Three most common problems regard to solid phase extraction (SPE)
With regard to solid phase extraction (SPE), there are three most common problems: low recovery, poor reproducibility, and insufficient sample extract.
To solve the problem of recovery and reproducibility, we first need to verify that the analysis system is operating properly.
Reproducibility problems can be caused by residual samples, detector problems, or defective autosamplers.
It is possible to verify whether the response factor of the analytical instrument has changed by injecting an extraction solvent containing a known standard sample into the instrument. Repeated injections of pure standards can verify the reproducibility of the injection, while repeated injections of different concentrations of standards (concentrations from high to low, even to very low levels) can verify residual problems.
Each step of the SPE operation then needs to be evaluated, as a loss of analyte anywhere can result in lower recovery.
The evaluation begins with a standard process for the extraction process, then collects the fractions from each of the proposed steps and finally analyzes to determine if the analyte is being lost. If it is found in the loading process or the cleaning step, check that the solvents used, the conditions used, or the pre-equilibration are correct, as the effects of these factors are retained.
Try changing the sample solvent or washing step to increase the retention mechanism of the adsorbent.

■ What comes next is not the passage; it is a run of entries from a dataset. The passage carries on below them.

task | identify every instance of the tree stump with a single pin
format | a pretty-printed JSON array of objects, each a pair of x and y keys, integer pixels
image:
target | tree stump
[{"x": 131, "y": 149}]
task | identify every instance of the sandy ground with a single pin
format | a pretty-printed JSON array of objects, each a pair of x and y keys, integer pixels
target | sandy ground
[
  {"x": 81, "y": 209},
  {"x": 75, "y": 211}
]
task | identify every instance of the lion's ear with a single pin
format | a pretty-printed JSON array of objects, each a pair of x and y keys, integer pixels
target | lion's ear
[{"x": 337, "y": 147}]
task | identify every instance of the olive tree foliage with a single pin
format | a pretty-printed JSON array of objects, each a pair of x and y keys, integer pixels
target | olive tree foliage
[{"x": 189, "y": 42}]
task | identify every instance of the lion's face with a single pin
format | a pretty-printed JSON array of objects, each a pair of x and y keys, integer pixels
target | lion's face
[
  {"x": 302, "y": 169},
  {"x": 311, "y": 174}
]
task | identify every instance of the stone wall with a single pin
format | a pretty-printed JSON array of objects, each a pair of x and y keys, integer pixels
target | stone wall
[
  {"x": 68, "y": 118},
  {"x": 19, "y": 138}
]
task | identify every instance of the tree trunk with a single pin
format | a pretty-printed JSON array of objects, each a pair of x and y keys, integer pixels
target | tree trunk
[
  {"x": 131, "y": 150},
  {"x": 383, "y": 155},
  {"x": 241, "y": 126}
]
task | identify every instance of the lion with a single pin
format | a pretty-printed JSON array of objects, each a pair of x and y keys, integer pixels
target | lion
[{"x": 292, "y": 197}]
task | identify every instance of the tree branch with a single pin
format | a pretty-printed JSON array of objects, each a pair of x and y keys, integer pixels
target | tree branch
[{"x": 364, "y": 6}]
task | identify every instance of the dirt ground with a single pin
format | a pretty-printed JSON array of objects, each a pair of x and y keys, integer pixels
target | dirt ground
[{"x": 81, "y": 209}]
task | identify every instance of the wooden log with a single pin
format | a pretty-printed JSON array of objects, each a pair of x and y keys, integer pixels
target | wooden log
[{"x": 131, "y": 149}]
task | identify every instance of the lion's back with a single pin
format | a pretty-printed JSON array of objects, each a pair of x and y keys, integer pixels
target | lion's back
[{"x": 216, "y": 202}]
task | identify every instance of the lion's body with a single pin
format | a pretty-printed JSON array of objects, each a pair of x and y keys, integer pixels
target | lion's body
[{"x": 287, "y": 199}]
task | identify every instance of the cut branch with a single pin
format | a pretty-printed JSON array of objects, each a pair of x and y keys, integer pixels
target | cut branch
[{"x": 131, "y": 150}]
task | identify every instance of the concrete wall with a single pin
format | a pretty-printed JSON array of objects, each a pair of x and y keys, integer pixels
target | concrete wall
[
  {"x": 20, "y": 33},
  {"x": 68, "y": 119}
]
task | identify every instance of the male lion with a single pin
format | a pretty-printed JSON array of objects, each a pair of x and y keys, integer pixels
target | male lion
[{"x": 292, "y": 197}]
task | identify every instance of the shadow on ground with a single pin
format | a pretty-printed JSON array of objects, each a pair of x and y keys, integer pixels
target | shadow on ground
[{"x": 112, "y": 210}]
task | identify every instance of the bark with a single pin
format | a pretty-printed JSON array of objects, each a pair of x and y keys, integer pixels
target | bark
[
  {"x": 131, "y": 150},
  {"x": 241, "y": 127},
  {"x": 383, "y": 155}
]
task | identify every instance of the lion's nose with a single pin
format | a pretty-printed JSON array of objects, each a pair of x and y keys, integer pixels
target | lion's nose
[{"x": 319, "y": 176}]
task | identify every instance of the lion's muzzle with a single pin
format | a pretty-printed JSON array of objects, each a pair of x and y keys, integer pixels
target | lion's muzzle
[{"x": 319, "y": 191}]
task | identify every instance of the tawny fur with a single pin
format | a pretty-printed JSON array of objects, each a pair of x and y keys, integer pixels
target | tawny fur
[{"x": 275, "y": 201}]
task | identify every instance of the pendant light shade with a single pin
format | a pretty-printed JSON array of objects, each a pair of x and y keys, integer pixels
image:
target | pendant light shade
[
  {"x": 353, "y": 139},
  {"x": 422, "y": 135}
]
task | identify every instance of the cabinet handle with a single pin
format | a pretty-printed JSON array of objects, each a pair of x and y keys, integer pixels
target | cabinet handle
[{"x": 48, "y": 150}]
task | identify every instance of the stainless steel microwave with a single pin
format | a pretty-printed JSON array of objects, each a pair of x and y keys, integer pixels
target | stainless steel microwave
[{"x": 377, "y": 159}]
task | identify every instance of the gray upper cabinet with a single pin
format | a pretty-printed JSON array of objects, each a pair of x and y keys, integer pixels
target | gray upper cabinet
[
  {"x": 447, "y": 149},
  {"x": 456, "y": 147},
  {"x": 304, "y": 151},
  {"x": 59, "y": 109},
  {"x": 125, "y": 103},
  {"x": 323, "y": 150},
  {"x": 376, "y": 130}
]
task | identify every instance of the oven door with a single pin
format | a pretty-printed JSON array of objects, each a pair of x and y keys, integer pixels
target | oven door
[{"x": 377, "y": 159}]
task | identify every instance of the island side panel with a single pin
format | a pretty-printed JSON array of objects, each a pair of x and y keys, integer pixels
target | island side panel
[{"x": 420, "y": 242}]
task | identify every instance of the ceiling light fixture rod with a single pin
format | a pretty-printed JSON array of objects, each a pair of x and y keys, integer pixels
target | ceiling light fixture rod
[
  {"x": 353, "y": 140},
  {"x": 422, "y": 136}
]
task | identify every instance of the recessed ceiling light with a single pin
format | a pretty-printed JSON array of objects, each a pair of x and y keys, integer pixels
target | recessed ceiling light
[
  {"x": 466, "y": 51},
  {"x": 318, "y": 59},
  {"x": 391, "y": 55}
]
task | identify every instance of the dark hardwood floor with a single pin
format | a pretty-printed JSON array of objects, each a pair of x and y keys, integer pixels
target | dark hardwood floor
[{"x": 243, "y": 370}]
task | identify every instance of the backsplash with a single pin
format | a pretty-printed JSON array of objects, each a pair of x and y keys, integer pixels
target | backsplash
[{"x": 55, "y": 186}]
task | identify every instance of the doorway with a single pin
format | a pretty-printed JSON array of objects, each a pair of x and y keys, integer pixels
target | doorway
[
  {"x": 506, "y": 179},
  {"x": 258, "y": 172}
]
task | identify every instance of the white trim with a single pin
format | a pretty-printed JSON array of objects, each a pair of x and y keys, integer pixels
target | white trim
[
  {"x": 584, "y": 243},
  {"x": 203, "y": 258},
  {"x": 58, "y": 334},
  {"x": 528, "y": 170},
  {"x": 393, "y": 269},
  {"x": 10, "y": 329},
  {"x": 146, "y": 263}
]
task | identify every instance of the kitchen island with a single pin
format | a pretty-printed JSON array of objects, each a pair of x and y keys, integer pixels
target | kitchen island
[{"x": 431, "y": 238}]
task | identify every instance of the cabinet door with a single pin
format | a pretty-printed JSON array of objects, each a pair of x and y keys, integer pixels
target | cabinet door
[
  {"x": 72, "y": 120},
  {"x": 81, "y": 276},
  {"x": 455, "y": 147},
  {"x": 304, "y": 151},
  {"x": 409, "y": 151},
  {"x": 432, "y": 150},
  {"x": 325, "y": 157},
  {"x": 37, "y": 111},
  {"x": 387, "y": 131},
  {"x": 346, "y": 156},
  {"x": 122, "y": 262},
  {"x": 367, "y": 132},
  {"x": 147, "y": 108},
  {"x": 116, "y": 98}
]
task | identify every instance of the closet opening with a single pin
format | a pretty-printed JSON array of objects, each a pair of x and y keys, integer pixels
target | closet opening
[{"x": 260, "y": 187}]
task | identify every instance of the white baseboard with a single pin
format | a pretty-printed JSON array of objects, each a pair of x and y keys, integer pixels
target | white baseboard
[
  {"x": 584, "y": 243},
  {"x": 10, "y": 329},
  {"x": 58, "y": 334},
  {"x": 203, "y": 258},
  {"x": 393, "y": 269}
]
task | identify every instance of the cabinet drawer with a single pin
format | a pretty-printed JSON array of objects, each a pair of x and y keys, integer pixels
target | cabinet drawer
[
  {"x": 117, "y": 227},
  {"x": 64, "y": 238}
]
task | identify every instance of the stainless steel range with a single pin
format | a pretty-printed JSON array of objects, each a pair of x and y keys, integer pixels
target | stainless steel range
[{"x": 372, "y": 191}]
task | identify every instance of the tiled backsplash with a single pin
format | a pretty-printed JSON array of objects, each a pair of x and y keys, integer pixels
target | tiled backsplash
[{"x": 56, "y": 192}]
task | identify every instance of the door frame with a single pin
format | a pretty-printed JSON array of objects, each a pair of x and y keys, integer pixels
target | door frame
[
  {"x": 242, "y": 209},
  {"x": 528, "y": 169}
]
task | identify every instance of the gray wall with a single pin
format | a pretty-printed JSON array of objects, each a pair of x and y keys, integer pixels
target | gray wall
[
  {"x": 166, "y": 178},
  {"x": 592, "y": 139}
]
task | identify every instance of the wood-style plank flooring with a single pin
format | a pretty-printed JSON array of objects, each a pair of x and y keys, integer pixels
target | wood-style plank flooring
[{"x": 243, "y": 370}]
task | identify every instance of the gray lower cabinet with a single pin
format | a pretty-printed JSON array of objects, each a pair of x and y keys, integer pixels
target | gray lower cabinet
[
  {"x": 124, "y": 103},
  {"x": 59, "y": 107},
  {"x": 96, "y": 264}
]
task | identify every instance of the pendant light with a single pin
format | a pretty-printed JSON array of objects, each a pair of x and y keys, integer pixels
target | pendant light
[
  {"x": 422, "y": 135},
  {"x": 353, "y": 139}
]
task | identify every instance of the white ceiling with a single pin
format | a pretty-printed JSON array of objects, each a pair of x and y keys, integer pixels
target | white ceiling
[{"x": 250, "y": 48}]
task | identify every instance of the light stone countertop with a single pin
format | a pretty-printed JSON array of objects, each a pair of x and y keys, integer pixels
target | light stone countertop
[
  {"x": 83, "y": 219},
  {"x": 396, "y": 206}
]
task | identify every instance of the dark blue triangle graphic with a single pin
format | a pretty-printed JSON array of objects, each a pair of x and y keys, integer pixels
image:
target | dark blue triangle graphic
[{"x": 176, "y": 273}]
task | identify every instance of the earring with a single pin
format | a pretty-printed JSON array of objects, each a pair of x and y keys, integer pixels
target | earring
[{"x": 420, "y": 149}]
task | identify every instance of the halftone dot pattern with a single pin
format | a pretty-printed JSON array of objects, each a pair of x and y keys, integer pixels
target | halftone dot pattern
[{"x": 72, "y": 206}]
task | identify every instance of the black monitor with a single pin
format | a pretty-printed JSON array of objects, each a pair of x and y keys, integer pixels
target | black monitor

If the analyte is retained on the column but not well eluted, then it is necessary to indicate that the solvent is correct and then the elution strength of the eluent needs to be increased. In addition, there may be secondary interactions between the analyte and the adsorbent, so a suitable elution solvent should be chosen to solve this problem. Finally, it may be necessary to replace an adsorbent that has weak retention of the target component.
If the SPE operation is all correct, it is likely that the analyte is not adsorbed on the column or directly destroyed after entering the column, so no analyte is detected in the fraction.
The former problem may be caused by the instability of the analyte in the sample; and if the sample pretreatment process involves protein precipitation and the target analyte will bind to the protein, then the analyte will precipitate with the protein and cause the above problem.
In addition, the resulting protein-bound analyte may pass directly through the SPE column without being adsorbed and is therefore not likely to be detected in subsequent analysis steps.
When using liquid chromatography-mass spectrometry (LC-MS), the matrix will inhibit or enhance the signal of the analyte of interest. Therefore, if the interfering substances cannot be well eliminated by SPE technology, then other pretreatment steps are particularly necessary. For example, liquid-liquid extraction techniques are commonly used to remove oil, fat or oil; ion exchange techniques are commonly used for desalination, or The inorganic salt is removed using a non-polar sorbent; proteins such as those that bind to the analyte are removed by adjusting pH, ultrafiltration or precipitation.
If there is a situation where the recovery rate is lower or more fluctuating than before, you should check the adsorbent used, which may be due to the different batches of adsorbent used.
When reproducibility is degraded, column failure (such as high back pressure or retention time changes), and quantitative inaccuracy, further purification of the sample is required.
The solution to this problem can be to change the original washing protocol, or to use other adsorbents with the same extraction mechanism, or to completely change the extraction method.
The wash solvent should have a mechanism to elute the maximum amount of interfering species while the analyte is not eluted.
The rinsing step can also be improved by using an analyte insoluble solvent – however, the surprising purification effect may be through the use of non-polar, water-immiscible solvents such as dichloromethane, ethyl acetate or hexane. to fulfill.
These solvents have strong non-polar mechanism elution characteristics (as they can elute many interferents), while the analyte will remain firmly on the adsorbent surface. The elution solvent can also be adjusted, and the weaker solvent may also result in a cleaner extract, but at the same time need to pay attention to whether the analyte recovery rate is affected.
If the desired pure analyte is not obtained even if the washing solvent is changed, an attempt can be made to change the adsorbent. For example, if C8 adsorbents, low-retention C4 or C2 adsorbents, etc. are used, their adsorption capacity to matrix components is relatively poor. However, you must also ensure that the sample is fully adsorbed on the stationary phase.
The final method to improve the purity of the sample is to completely change the extraction mechanism.
Suitable alternatives can be used to develop and determine methods with potentially available mechanisms. At present, a very effective technique is to use a hybrid mechanism extraction technology to replace the traditional single mechanism extraction technology. This method is most suitable for the extraction of analytes containing both polar and non-polar groups.